Hannes Kartnig gehörte zu der Gattung Fußball-Präsident, die heute fast schon ausgestorben zu sein scheint. Auftreten, Art und die latente Nähe zur Kriminalität oder angehäufter Schuldenberge erinnern an Gil y Gil, ehemaliger Präsident Atlético Madrids, oder auch Günther Eichberg, den „Sonnenkönig" von Schalke 04. Gerne etwas untersetzter, mit schrillen Designer-Kleidern und dem Hang zu Großschnäuzigkeit hat dieser Menschenschlag besonders in den 90ern den Fußball geprägt. In diesem Umfeld wird gerne vom „steuerschonenden arbeiten" gesprochen. Charme, derber Humor, kernige Sprüche, lokales Timbre in Stimme und Humor, dabei immer den Schalk aus dem Auge und den kleinen Choleriker im Hirn. Der weiße Schal über dem Anzug, gerne auch ein wildgemustertes Versace-Seidenhemd. Man nennt sie Typen oder Originale und teilweise vermisst man sie im heute weichgespülten „Nivea"-Fußball.

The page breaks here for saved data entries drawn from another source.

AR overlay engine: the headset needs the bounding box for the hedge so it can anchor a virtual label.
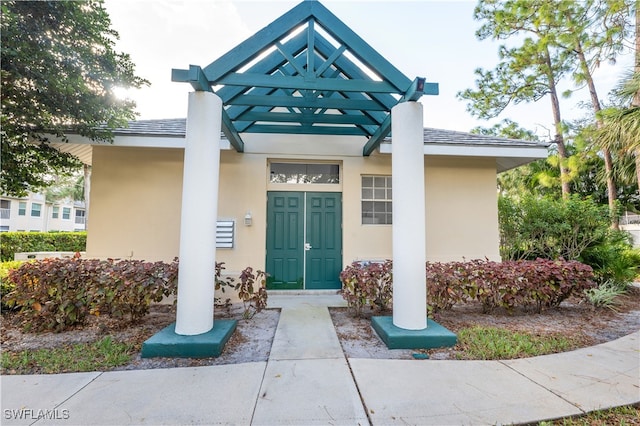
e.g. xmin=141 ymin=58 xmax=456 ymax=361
xmin=340 ymin=259 xmax=596 ymax=315
xmin=0 ymin=232 xmax=87 ymax=261
xmin=3 ymin=257 xmax=268 ymax=332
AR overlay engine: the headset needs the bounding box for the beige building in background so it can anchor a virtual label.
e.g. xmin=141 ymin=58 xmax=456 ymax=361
xmin=0 ymin=192 xmax=86 ymax=233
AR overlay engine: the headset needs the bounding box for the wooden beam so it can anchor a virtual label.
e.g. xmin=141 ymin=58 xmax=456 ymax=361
xmin=171 ymin=65 xmax=212 ymax=92
xmin=362 ymin=77 xmax=437 ymax=156
xmin=307 ymin=1 xmax=412 ymax=93
xmin=229 ymin=94 xmax=388 ymax=111
xmin=236 ymin=110 xmax=377 ymax=125
xmin=216 ymin=31 xmax=307 ymax=103
xmin=362 ymin=114 xmax=391 ymax=156
xmin=313 ymin=34 xmax=397 ymax=110
xmin=202 ymin=2 xmax=313 ymax=81
xmin=315 ymin=45 xmax=346 ymax=76
xmin=220 ymin=108 xmax=244 ymax=152
xmin=243 ymin=124 xmax=368 ymax=136
xmin=216 ymin=72 xmax=398 ymax=93
xmin=275 ymin=41 xmax=307 ymax=76
xmin=306 ymin=19 xmax=315 ymax=78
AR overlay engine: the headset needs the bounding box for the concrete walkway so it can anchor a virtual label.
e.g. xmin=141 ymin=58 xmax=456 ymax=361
xmin=1 ymin=294 xmax=638 ymax=425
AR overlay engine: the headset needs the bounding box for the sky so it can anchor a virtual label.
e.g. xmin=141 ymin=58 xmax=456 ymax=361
xmin=104 ymin=0 xmax=635 ymax=140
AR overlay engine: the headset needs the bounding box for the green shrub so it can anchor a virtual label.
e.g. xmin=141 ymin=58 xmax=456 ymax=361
xmin=498 ymin=195 xmax=637 ymax=285
xmin=0 ymin=232 xmax=86 ymax=261
xmin=498 ymin=195 xmax=611 ymax=261
xmin=0 ymin=260 xmax=24 ymax=309
xmin=580 ymin=232 xmax=639 ymax=286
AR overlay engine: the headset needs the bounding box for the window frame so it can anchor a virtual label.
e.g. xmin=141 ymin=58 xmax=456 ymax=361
xmin=361 ymin=175 xmax=393 ymax=225
xmin=269 ymin=162 xmax=340 ymax=185
xmin=31 ymin=203 xmax=42 ymax=217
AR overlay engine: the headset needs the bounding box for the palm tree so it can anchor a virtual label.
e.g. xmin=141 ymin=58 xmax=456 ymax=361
xmin=595 ymin=6 xmax=640 ymax=196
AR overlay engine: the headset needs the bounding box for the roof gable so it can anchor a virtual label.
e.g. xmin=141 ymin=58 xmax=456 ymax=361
xmin=171 ymin=0 xmax=437 ymax=155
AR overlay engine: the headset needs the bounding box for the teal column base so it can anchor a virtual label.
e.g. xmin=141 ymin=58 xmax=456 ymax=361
xmin=141 ymin=320 xmax=237 ymax=358
xmin=372 ymin=316 xmax=457 ymax=350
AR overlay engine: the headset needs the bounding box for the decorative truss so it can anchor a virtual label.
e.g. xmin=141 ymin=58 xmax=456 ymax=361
xmin=172 ymin=0 xmax=438 ymax=155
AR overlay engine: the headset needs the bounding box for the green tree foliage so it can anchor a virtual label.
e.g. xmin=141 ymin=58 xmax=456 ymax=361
xmin=45 ymin=173 xmax=85 ymax=204
xmin=498 ymin=195 xmax=637 ymax=284
xmin=459 ymin=0 xmax=573 ymax=196
xmin=471 ymin=119 xmax=555 ymax=198
xmin=1 ymin=0 xmax=148 ymax=196
xmin=460 ymin=0 xmax=633 ymax=203
xmin=549 ymin=0 xmax=632 ymax=227
xmin=482 ymin=118 xmax=639 ymax=210
xmin=596 ymin=41 xmax=640 ymax=195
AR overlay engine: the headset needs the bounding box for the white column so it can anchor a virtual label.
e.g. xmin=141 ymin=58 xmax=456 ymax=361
xmin=175 ymin=91 xmax=222 ymax=336
xmin=391 ymin=101 xmax=427 ymax=330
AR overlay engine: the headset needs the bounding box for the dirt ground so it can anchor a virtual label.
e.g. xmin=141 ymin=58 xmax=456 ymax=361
xmin=1 ymin=286 xmax=639 ymax=373
xmin=1 ymin=304 xmax=280 ymax=373
xmin=332 ymin=286 xmax=640 ymax=360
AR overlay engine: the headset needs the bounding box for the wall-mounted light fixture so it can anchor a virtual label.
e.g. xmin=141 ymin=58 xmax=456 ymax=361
xmin=244 ymin=211 xmax=252 ymax=226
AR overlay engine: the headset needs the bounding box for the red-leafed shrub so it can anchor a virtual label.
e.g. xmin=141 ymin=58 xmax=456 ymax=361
xmin=4 ymin=257 xmax=269 ymax=332
xmin=340 ymin=259 xmax=596 ymax=315
xmin=236 ymin=267 xmax=268 ymax=319
xmin=5 ymin=255 xmax=178 ymax=331
xmin=339 ymin=260 xmax=392 ymax=316
xmin=91 ymin=259 xmax=179 ymax=321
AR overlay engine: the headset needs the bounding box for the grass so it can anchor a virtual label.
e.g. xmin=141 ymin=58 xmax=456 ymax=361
xmin=1 ymin=336 xmax=136 ymax=374
xmin=454 ymin=326 xmax=585 ymax=360
xmin=538 ymin=404 xmax=640 ymax=425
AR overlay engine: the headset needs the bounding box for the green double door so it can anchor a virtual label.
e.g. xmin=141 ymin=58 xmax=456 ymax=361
xmin=266 ymin=192 xmax=342 ymax=290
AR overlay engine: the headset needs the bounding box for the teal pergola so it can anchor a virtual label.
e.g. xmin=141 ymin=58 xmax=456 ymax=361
xmin=171 ymin=0 xmax=438 ymax=156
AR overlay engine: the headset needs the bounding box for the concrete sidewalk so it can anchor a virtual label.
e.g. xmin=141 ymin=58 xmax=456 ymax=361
xmin=1 ymin=294 xmax=638 ymax=425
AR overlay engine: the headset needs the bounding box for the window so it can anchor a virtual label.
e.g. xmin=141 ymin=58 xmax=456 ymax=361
xmin=362 ymin=175 xmax=392 ymax=225
xmin=52 ymin=206 xmax=59 ymax=219
xmin=0 ymin=200 xmax=9 ymax=219
xmin=75 ymin=209 xmax=86 ymax=224
xmin=62 ymin=207 xmax=71 ymax=220
xmin=18 ymin=202 xmax=26 ymax=216
xmin=31 ymin=203 xmax=42 ymax=217
xmin=0 ymin=226 xmax=9 ymax=232
xmin=270 ymin=163 xmax=339 ymax=184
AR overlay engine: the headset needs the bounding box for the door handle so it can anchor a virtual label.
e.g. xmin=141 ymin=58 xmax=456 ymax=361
xmin=304 ymin=243 xmax=312 ymax=251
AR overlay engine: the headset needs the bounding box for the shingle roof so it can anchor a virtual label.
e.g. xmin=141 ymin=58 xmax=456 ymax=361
xmin=115 ymin=119 xmax=549 ymax=148
xmin=420 ymin=128 xmax=547 ymax=148
xmin=113 ymin=119 xmax=187 ymax=137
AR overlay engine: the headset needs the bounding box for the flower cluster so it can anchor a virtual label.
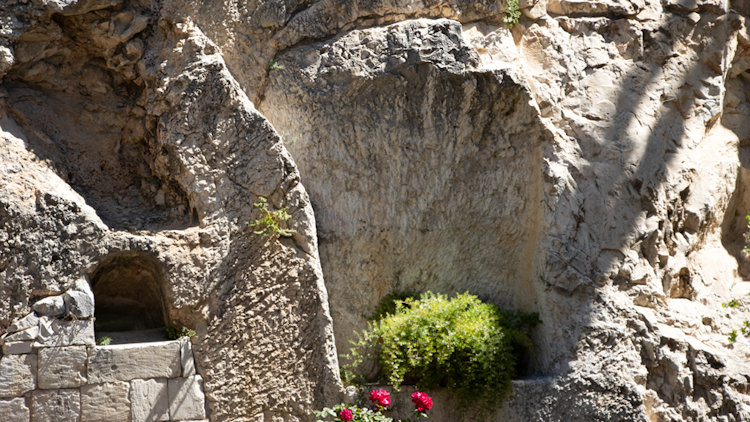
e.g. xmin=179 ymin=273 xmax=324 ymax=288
xmin=369 ymin=389 xmax=391 ymax=408
xmin=314 ymin=389 xmax=433 ymax=422
xmin=339 ymin=408 xmax=353 ymax=422
xmin=410 ymin=392 xmax=433 ymax=413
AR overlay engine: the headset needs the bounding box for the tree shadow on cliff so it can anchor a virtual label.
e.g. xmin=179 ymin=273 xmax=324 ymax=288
xmin=548 ymin=12 xmax=733 ymax=408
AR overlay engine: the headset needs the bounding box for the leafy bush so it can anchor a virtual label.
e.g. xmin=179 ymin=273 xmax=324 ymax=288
xmin=503 ymin=0 xmax=521 ymax=28
xmin=166 ymin=325 xmax=196 ymax=340
xmin=250 ymin=196 xmax=296 ymax=238
xmin=96 ymin=336 xmax=112 ymax=346
xmin=342 ymin=292 xmax=539 ymax=405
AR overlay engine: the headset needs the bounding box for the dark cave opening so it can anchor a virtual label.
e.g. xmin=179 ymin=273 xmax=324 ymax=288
xmin=90 ymin=251 xmax=168 ymax=342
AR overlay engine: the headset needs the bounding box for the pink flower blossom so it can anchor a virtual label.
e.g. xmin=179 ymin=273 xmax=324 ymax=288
xmin=411 ymin=391 xmax=433 ymax=412
xmin=339 ymin=408 xmax=353 ymax=422
xmin=368 ymin=389 xmax=391 ymax=408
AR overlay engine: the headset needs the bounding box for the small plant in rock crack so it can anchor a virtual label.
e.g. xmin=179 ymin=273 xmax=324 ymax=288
xmin=250 ymin=196 xmax=296 ymax=238
xmin=503 ymin=0 xmax=521 ymax=28
xmin=723 ymin=299 xmax=740 ymax=308
xmin=96 ymin=336 xmax=112 ymax=346
xmin=268 ymin=58 xmax=284 ymax=71
xmin=166 ymin=325 xmax=196 ymax=340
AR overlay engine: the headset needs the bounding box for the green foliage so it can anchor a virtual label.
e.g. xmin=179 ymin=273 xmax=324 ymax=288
xmin=249 ymin=196 xmax=296 ymax=238
xmin=729 ymin=330 xmax=738 ymax=343
xmin=342 ymin=292 xmax=539 ymax=406
xmin=503 ymin=0 xmax=521 ymax=28
xmin=368 ymin=291 xmax=420 ymax=321
xmin=722 ymin=299 xmax=740 ymax=308
xmin=166 ymin=325 xmax=196 ymax=340
xmin=268 ymin=59 xmax=284 ymax=70
xmin=315 ymin=404 xmax=393 ymax=422
xmin=96 ymin=336 xmax=112 ymax=346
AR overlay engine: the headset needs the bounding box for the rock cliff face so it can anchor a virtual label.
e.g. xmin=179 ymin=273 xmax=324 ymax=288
xmin=2 ymin=0 xmax=750 ymax=421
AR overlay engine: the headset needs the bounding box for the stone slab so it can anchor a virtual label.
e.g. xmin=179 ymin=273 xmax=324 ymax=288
xmin=168 ymin=375 xmax=206 ymax=420
xmin=33 ymin=296 xmax=65 ymax=318
xmin=81 ymin=382 xmax=130 ymax=422
xmin=3 ymin=326 xmax=39 ymax=343
xmin=31 ymin=389 xmax=80 ymax=422
xmin=63 ymin=281 xmax=94 ymax=319
xmin=180 ymin=338 xmax=196 ymax=377
xmin=2 ymin=341 xmax=33 ymax=355
xmin=0 ymin=354 xmax=36 ymax=397
xmin=0 ymin=397 xmax=30 ymax=422
xmin=130 ymin=378 xmax=169 ymax=422
xmin=7 ymin=313 xmax=39 ymax=334
xmin=38 ymin=346 xmax=87 ymax=389
xmin=87 ymin=341 xmax=181 ymax=383
xmin=36 ymin=318 xmax=94 ymax=348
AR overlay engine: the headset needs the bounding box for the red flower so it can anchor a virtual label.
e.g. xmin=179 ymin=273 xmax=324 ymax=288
xmin=411 ymin=391 xmax=433 ymax=412
xmin=339 ymin=408 xmax=353 ymax=422
xmin=368 ymin=389 xmax=391 ymax=408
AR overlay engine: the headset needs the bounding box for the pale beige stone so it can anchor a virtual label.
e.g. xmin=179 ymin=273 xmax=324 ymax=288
xmin=179 ymin=338 xmax=196 ymax=377
xmin=2 ymin=341 xmax=33 ymax=355
xmin=81 ymin=382 xmax=130 ymax=422
xmin=31 ymin=389 xmax=80 ymax=422
xmin=168 ymin=375 xmax=206 ymax=420
xmin=0 ymin=354 xmax=36 ymax=397
xmin=38 ymin=346 xmax=87 ymax=389
xmin=3 ymin=326 xmax=39 ymax=343
xmin=0 ymin=397 xmax=30 ymax=422
xmin=130 ymin=378 xmax=169 ymax=422
xmin=7 ymin=313 xmax=39 ymax=334
xmin=36 ymin=318 xmax=94 ymax=348
xmin=87 ymin=342 xmax=181 ymax=383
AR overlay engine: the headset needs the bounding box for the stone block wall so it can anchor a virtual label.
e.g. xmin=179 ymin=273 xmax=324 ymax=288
xmin=0 ymin=286 xmax=207 ymax=421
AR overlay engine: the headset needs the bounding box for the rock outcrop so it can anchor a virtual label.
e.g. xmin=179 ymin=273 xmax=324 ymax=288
xmin=2 ymin=0 xmax=750 ymax=421
xmin=0 ymin=0 xmax=339 ymax=420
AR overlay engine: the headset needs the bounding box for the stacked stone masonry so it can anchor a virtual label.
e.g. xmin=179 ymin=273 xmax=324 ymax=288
xmin=0 ymin=288 xmax=207 ymax=422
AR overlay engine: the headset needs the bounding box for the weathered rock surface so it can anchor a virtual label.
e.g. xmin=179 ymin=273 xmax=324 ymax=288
xmin=130 ymin=378 xmax=169 ymax=422
xmin=0 ymin=0 xmax=340 ymax=420
xmin=3 ymin=0 xmax=750 ymax=421
xmin=31 ymin=389 xmax=81 ymax=422
xmin=81 ymin=381 xmax=131 ymax=421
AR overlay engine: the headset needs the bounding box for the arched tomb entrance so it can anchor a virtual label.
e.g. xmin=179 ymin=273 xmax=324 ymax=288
xmin=90 ymin=251 xmax=169 ymax=343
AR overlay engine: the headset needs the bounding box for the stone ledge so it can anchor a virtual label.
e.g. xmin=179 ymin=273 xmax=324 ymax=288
xmin=87 ymin=341 xmax=181 ymax=383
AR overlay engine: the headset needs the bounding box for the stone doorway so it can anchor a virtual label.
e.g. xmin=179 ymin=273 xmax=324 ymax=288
xmin=90 ymin=252 xmax=169 ymax=343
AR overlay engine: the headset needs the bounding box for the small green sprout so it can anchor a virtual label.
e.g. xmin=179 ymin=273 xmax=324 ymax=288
xmin=166 ymin=325 xmax=196 ymax=340
xmin=268 ymin=59 xmax=284 ymax=71
xmin=250 ymin=196 xmax=296 ymax=238
xmin=96 ymin=336 xmax=112 ymax=346
xmin=503 ymin=0 xmax=521 ymax=29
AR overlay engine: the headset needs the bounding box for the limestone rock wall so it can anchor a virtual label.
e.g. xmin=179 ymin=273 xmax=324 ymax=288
xmin=0 ymin=0 xmax=340 ymax=420
xmin=3 ymin=0 xmax=750 ymax=421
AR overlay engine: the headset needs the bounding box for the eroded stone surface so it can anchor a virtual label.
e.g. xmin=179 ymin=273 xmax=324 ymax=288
xmin=0 ymin=354 xmax=36 ymax=398
xmin=80 ymin=382 xmax=130 ymax=422
xmin=31 ymin=389 xmax=80 ymax=422
xmin=130 ymin=378 xmax=169 ymax=422
xmin=168 ymin=375 xmax=206 ymax=421
xmin=0 ymin=397 xmax=30 ymax=422
xmin=179 ymin=338 xmax=196 ymax=377
xmin=36 ymin=319 xmax=93 ymax=348
xmin=87 ymin=342 xmax=180 ymax=384
xmin=38 ymin=346 xmax=87 ymax=389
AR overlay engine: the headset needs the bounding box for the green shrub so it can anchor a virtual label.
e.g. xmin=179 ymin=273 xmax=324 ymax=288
xmin=250 ymin=196 xmax=296 ymax=238
xmin=342 ymin=292 xmax=539 ymax=406
xmin=166 ymin=325 xmax=196 ymax=340
xmin=503 ymin=0 xmax=521 ymax=28
xmin=96 ymin=336 xmax=112 ymax=346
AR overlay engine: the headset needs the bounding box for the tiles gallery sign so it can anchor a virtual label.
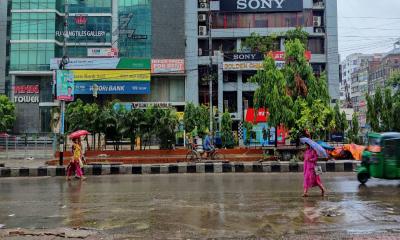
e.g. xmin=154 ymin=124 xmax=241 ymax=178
xmin=219 ymin=0 xmax=303 ymax=12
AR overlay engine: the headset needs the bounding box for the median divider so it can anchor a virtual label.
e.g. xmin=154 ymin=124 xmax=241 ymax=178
xmin=0 ymin=161 xmax=358 ymax=178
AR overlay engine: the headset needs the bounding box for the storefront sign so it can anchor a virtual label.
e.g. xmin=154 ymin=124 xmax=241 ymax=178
xmin=50 ymin=58 xmax=151 ymax=70
xmin=151 ymin=59 xmax=185 ymax=74
xmin=87 ymin=48 xmax=118 ymax=57
xmin=75 ymin=82 xmax=150 ymax=95
xmin=132 ymin=102 xmax=172 ymax=109
xmin=72 ymin=70 xmax=150 ymax=82
xmin=223 ymin=61 xmax=263 ymax=71
xmin=219 ymin=0 xmax=303 ymax=12
xmin=14 ymin=95 xmax=40 ymax=103
xmin=224 ymin=53 xmax=264 ymax=62
xmin=269 ymin=51 xmax=312 ymax=61
xmin=56 ymin=70 xmax=75 ymax=101
xmin=14 ymin=85 xmax=39 ymax=94
xmin=13 ymin=85 xmax=40 ymax=103
xmin=55 ymin=31 xmax=106 ymax=37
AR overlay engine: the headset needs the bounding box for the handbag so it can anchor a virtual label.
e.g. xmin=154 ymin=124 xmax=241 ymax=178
xmin=314 ymin=165 xmax=322 ymax=175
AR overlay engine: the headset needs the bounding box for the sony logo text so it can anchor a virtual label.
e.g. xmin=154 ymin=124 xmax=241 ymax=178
xmin=237 ymin=0 xmax=285 ymax=10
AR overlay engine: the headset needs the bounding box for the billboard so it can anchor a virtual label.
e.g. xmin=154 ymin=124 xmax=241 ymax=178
xmin=87 ymin=48 xmax=118 ymax=57
xmin=75 ymin=82 xmax=150 ymax=95
xmin=56 ymin=70 xmax=74 ymax=101
xmin=219 ymin=0 xmax=303 ymax=12
xmin=50 ymin=58 xmax=151 ymax=70
xmin=72 ymin=70 xmax=150 ymax=82
xmin=151 ymin=59 xmax=185 ymax=74
xmin=223 ymin=61 xmax=264 ymax=71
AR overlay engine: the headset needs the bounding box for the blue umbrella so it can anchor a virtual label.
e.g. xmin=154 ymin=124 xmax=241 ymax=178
xmin=300 ymin=137 xmax=329 ymax=158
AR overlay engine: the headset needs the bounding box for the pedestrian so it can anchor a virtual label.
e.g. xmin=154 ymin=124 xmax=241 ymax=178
xmin=66 ymin=138 xmax=86 ymax=181
xmin=303 ymin=143 xmax=325 ymax=197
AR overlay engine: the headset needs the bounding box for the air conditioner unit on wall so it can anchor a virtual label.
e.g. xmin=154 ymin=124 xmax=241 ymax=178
xmin=313 ymin=16 xmax=322 ymax=27
xmin=199 ymin=0 xmax=207 ymax=3
xmin=199 ymin=26 xmax=207 ymax=36
xmin=198 ymin=14 xmax=207 ymax=22
xmin=315 ymin=27 xmax=324 ymax=33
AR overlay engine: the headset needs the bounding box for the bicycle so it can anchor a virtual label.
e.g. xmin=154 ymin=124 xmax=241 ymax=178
xmin=185 ymin=143 xmax=225 ymax=162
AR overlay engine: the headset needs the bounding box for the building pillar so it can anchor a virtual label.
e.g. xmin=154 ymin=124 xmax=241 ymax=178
xmin=10 ymin=75 xmax=16 ymax=100
xmin=218 ymin=60 xmax=223 ymax=127
xmin=111 ymin=0 xmax=119 ymax=49
xmin=237 ymin=72 xmax=243 ymax=121
xmin=185 ymin=0 xmax=199 ymax=105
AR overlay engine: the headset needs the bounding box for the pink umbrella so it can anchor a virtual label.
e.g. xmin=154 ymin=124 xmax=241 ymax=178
xmin=69 ymin=130 xmax=90 ymax=139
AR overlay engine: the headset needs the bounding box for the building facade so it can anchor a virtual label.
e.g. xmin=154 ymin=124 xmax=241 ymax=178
xmin=368 ymin=44 xmax=400 ymax=97
xmin=186 ymin=0 xmax=339 ymax=130
xmin=7 ymin=0 xmax=339 ymax=134
xmin=8 ymin=0 xmax=185 ymax=133
xmin=0 ymin=0 xmax=11 ymax=95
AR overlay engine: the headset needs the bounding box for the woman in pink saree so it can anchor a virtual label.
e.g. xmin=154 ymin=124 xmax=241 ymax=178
xmin=303 ymin=143 xmax=326 ymax=197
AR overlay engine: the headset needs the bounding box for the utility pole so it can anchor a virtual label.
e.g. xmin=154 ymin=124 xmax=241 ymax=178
xmin=208 ymin=6 xmax=213 ymax=132
xmin=59 ymin=0 xmax=69 ymax=166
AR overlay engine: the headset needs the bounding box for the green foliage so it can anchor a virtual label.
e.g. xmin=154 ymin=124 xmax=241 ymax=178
xmin=382 ymin=88 xmax=394 ymax=132
xmin=183 ymin=102 xmax=209 ymax=137
xmin=0 ymin=95 xmax=16 ymax=132
xmin=241 ymin=32 xmax=279 ymax=53
xmin=333 ymin=103 xmax=348 ymax=133
xmin=221 ymin=111 xmax=234 ymax=148
xmin=291 ymin=99 xmax=334 ymax=140
xmin=154 ymin=108 xmax=178 ymax=149
xmin=366 ymin=94 xmax=378 ymax=131
xmin=348 ymin=113 xmax=360 ymax=144
xmin=285 ymin=27 xmax=309 ymax=46
xmin=387 ymin=70 xmax=400 ymax=97
xmin=242 ymin=121 xmax=253 ymax=145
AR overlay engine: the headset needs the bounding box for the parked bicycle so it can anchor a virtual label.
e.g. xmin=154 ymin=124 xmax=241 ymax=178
xmin=185 ymin=143 xmax=225 ymax=162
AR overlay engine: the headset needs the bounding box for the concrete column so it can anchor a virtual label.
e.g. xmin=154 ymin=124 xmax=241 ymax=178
xmin=237 ymin=72 xmax=243 ymax=121
xmin=10 ymin=75 xmax=16 ymax=100
xmin=218 ymin=60 xmax=223 ymax=126
xmin=111 ymin=0 xmax=119 ymax=49
xmin=185 ymin=1 xmax=199 ymax=104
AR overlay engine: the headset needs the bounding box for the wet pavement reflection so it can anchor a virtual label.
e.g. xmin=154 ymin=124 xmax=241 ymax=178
xmin=0 ymin=173 xmax=399 ymax=238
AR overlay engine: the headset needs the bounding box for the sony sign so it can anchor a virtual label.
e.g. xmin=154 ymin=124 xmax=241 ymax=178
xmin=220 ymin=0 xmax=303 ymax=12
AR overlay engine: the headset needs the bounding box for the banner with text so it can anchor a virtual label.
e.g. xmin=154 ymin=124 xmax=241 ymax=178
xmin=219 ymin=0 xmax=303 ymax=12
xmin=75 ymin=82 xmax=150 ymax=95
xmin=71 ymin=70 xmax=151 ymax=82
xmin=151 ymin=59 xmax=185 ymax=74
xmin=50 ymin=58 xmax=150 ymax=70
xmin=56 ymin=70 xmax=74 ymax=101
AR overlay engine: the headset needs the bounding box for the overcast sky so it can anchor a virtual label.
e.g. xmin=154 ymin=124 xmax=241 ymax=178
xmin=337 ymin=0 xmax=400 ymax=61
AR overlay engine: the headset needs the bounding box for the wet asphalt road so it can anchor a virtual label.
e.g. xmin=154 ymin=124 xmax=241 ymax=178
xmin=0 ymin=173 xmax=399 ymax=239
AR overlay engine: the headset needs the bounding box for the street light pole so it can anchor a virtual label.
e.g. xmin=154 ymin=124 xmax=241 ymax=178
xmin=208 ymin=7 xmax=213 ymax=132
xmin=59 ymin=0 xmax=69 ymax=166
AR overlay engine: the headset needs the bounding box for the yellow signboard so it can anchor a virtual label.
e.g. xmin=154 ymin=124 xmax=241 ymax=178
xmin=72 ymin=70 xmax=151 ymax=81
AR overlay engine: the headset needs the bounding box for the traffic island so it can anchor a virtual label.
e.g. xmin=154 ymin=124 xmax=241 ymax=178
xmin=0 ymin=160 xmax=358 ymax=177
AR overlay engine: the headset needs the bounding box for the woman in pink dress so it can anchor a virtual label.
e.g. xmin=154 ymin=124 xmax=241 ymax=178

Hannes Kartnig, der Zar von Graz (Quelle: Sport10.at)
Louis-XIV der Steiermark
Der „Zar" Hannes Kartnig verkörpert dieses Klischee mit jeder Pore. Hoher Haaransatz, respektvolle Leibesfülle, tiefe Stimme, leicht atemlose Sprache. Gefängniserfahrung konnte der heute 60jährige dabei bereits vor dem Urteilsspruch vorweisen. Im Jahr 1976 hatte er laut „NEWS"-Magazin kurze Zeit in Haft verbracht. Grund damals: Betrug. Zu seiner Glanzzeit pflegte er diese Zeit immer mit dem Satz „Ein Mann ohne Knast ist wie ein Baum ohne Ast" zu verteidigen. Sprüche, die jede Gesellschaft unterhält. Der Steirer ist einer den man sich optisch eher im Wirtshaus vor Schweinshaxe und Bier in geselliger Runde erwartet. Ist er auch, aber er ist eben auch einer, der in den 90er Jahren einen Verein aus der Provinz in die Champions League geführt hat. Doch der Reihe nach: Von der Königsklasse war Sturm Graz bei Kartnigs Amtsantritt 1992 sehr weit entfernt. Man kämpfte gegen den Konkurs. Der „Sonnenkönig von Graz", wie er auch gerne genannt wird, kam und führte den Verein innerhalb weniger Jahre zum Erfolg. Zunächst galt es den Provinzverein gegen die großen Hauptstadt-Clubs Rapid und Austria Wien sowie Salzburg zu positionieren. Das nötige Ego hatte er schon, den Körper sollte er sich in den nächsten Jahren schnell aneignen. Das poltern begann. Im Nachhinein war alles nur Show, alles Marketing: „Ich war ja ein provokanter Typ. Ich musste damals ein Produkt verkaufen, das war ja Marketing und Sturm Graz hat ja damals keiner gekannt", so Kartnig im „Puls4"-Interview. Die Methoden waren dabei selten raffiniert, aber immer plakativ.
„Eier wie Wassermelonen"
Da donnerten Sprüche wie „Wir haben so viel auf dem Konto wie alle anderen österreichischen Vereine zusammen Schulden" durch das Land, der geleaste Rolls Royce Corniche Cabriolet Kennzeichen „STURM 1 fuhr durch Graz, ein Hai schwamm durch das Aquarium im eigenen Haus, den Geburtstag feierte man standesgemäß im Schloss Eggenberg in Graz für 3,2 Mio Schilling, man saß gerne auch auf golden-bezogene VIP-Sesseln in der Loge. Immer einen Tick zu viel des schlechten Geschmacks. Eine Spur zu viel. Einen Funken drüber. Über den Ex-Kicker Mehrdad Minavand polterte Kartnig einmal „Wenn ich irgendwann wieder einen Perser kaufe, dann höchstens einen Teppich." Seine Vorgänger waren für ihn „Faschingspopperln". Für einen Spruch war Kartnig immer zu haben. Die Politik chauffierte ihn bis hin zum Landtagsmandat, dass er laut „profil" aufgrund des zu niedrigen Lohns ausschlug. Wieder ein Brüller zwischen Größenwahn und Stammtisch. Doch der Erfolg gab ihm zunächst recht und seine Art brachte ihm auch Anerkennung ein. Der Grazer Ex-Coach Ivivca Osim sagte letztes Jahr über ihn: „Er hat Mut. Und Eier wie Wassermelonen".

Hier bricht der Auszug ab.